Enthusiasts for Russian films will remember the impact of The Return, winner of many awards, Golden Lion in Venice 2003, SIGNIS award, the story of a father and his two sons. Director, Andrei Zvyagintsev, went on to make The Banishment, a powerful film of relationships and family. He has now gone to a modern Russian city and offered a portrait of a woman who seems to be a person of integrity who is transformed into a suburban moral monster while thinking that she is doing the right thing by her family. Love can also be evil.
The film uses the contemplative Russian style of film-making, right from the very long single shot at the opening with only a movement of birds and gradual light glowing within a house, a scene that marks the end of the film as well. We are interested in what is going on, then surprised at the moral turn of events, then left to ponder what has happened, especially to Elena.

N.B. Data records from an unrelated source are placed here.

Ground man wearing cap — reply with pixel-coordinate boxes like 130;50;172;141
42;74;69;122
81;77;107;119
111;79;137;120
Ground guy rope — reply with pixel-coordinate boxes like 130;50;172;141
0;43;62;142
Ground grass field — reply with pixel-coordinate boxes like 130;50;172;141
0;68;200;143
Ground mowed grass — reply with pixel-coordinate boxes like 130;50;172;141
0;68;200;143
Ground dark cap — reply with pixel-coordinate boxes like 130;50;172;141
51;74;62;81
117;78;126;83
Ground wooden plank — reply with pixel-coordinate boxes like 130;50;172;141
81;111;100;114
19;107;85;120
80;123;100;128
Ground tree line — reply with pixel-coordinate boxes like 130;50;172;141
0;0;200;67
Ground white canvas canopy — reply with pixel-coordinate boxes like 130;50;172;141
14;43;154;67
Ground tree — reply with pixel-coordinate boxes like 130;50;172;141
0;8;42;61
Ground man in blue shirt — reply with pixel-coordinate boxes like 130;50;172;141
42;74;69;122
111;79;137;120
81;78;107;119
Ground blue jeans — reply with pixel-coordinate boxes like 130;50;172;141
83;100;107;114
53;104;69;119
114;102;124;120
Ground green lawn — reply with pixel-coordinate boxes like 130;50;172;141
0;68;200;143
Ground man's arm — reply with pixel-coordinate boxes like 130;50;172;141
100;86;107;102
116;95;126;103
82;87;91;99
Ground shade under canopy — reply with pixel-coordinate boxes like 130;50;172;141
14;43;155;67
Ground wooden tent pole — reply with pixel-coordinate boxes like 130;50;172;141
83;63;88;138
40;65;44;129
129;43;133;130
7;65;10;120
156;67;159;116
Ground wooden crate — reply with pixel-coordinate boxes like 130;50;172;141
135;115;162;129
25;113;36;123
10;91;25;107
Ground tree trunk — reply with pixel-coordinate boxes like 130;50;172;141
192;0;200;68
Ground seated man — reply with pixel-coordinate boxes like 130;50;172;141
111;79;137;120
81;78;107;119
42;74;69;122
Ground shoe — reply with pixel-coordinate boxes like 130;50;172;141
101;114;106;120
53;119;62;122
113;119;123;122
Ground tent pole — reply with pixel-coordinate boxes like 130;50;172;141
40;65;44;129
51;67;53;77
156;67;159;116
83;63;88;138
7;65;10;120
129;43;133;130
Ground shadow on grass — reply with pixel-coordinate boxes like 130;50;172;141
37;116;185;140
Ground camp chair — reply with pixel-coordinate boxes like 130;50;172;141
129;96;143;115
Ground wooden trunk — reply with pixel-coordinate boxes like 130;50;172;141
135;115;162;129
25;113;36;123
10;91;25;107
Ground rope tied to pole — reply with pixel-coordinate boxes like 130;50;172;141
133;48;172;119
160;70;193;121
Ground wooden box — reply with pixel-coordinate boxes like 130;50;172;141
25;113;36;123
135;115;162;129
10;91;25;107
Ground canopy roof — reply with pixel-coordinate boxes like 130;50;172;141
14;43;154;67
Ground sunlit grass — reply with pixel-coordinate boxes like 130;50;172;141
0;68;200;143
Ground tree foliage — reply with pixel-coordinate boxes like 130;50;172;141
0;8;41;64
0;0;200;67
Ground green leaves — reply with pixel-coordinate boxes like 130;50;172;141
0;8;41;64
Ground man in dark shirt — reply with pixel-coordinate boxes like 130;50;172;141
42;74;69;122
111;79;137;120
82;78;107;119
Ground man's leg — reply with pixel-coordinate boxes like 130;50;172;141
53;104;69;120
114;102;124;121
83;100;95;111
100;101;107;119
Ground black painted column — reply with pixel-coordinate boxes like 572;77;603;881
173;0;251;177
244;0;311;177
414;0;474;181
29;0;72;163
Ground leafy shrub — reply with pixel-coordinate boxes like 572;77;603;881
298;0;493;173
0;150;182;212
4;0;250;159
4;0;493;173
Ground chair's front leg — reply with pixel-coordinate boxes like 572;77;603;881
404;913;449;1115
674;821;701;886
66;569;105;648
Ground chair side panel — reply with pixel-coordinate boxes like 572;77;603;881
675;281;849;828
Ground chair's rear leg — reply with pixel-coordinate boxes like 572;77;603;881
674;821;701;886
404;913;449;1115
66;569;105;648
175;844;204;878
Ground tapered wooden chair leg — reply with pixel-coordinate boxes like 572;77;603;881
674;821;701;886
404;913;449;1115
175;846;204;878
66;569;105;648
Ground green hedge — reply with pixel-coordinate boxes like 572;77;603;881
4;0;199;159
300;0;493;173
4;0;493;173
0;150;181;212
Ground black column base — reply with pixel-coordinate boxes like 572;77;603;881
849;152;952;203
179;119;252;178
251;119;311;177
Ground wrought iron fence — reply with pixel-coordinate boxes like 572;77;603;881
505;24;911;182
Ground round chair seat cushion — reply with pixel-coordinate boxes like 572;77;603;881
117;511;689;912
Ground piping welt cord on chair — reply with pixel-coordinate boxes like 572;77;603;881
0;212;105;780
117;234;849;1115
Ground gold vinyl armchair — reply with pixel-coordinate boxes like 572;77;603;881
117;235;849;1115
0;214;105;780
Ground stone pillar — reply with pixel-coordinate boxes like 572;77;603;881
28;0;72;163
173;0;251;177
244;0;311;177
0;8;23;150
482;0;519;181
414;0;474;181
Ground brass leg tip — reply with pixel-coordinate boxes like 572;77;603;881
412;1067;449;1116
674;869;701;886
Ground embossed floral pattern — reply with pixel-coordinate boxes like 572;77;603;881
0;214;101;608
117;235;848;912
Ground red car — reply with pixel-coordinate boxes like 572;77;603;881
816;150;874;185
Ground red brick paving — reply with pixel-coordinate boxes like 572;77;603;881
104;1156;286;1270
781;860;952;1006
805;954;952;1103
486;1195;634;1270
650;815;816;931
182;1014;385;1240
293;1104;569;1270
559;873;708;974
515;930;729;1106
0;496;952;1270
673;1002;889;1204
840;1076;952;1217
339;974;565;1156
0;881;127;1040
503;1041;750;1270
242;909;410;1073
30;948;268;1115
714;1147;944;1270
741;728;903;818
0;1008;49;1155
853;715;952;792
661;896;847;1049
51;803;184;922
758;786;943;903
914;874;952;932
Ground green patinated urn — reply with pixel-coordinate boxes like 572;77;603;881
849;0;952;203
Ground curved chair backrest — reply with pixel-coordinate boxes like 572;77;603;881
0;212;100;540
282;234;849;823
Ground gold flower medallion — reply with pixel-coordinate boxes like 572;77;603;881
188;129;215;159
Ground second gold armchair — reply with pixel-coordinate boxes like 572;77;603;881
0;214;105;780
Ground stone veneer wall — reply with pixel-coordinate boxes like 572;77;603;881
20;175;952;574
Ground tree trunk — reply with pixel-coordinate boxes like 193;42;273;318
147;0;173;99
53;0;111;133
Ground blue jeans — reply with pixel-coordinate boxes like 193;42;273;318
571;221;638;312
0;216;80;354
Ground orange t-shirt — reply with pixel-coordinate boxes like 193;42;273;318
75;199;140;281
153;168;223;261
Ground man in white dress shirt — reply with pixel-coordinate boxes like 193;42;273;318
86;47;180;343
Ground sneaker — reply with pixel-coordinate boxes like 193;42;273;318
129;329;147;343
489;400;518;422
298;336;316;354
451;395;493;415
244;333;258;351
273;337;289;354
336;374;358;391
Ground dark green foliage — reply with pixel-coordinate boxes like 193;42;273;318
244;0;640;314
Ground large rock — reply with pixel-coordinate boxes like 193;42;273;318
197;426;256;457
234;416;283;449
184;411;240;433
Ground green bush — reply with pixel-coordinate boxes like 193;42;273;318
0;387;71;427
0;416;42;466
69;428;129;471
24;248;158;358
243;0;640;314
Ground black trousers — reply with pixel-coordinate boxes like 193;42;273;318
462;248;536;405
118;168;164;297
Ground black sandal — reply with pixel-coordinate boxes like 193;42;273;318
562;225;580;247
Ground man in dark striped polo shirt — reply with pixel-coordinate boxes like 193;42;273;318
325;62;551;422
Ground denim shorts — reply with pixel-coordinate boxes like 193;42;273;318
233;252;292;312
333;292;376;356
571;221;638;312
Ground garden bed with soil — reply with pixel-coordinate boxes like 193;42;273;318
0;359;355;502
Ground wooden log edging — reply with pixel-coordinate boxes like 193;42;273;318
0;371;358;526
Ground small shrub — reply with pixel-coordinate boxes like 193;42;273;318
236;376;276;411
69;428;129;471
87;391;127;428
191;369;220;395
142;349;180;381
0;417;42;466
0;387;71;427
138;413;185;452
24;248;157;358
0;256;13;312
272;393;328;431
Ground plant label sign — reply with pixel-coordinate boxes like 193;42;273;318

Elena has retired from nursing and has married her older companion. They live in some comfort. We are made aware of this in the minute detail of Elena’s waking, dressing, her make-up, breakfast and waking her husband in his room. An issue is raised. Her son, a lazy, unemployed married man, needs money. Elena’s husband, Vladimir, is unwilling to give anything. He also has an estranged daughter from his first marriage.
We are given a close-up of Elena’s family after she travels across the city to a run-down suburb with three nuclear chimneys dominating the area. She is devoted to them, playing with the baby, friends with her daughter-in-law, who seems a decent woman, tolerant of the selfish and churlish grandson who prefers playing video games, though his father is after money to pay for his education so that he will not have to join the military. Later in the film, we see the son go out with a gang, bashing other young men. The audience is not invited to have any sympathy with him.
The core of the film concerns Vladimir’s death, his will, the bequests to his daughter and cutting out his wife. Elena takes matters into her own hands with his death, the will, the money in his safe - and all for her family. They finally move from their dingy home to the comfort of Vladimir’s house.
In 19th century novels, Russian authors like Dostoievsky explored crime and punishment, some of the banality of evil and its consequences. Elena is a film about crime and no punishment, a critique, an indictment of the loss of moral integrity in the aftermath of the Communist era, which does not bode well for the future of Russian society.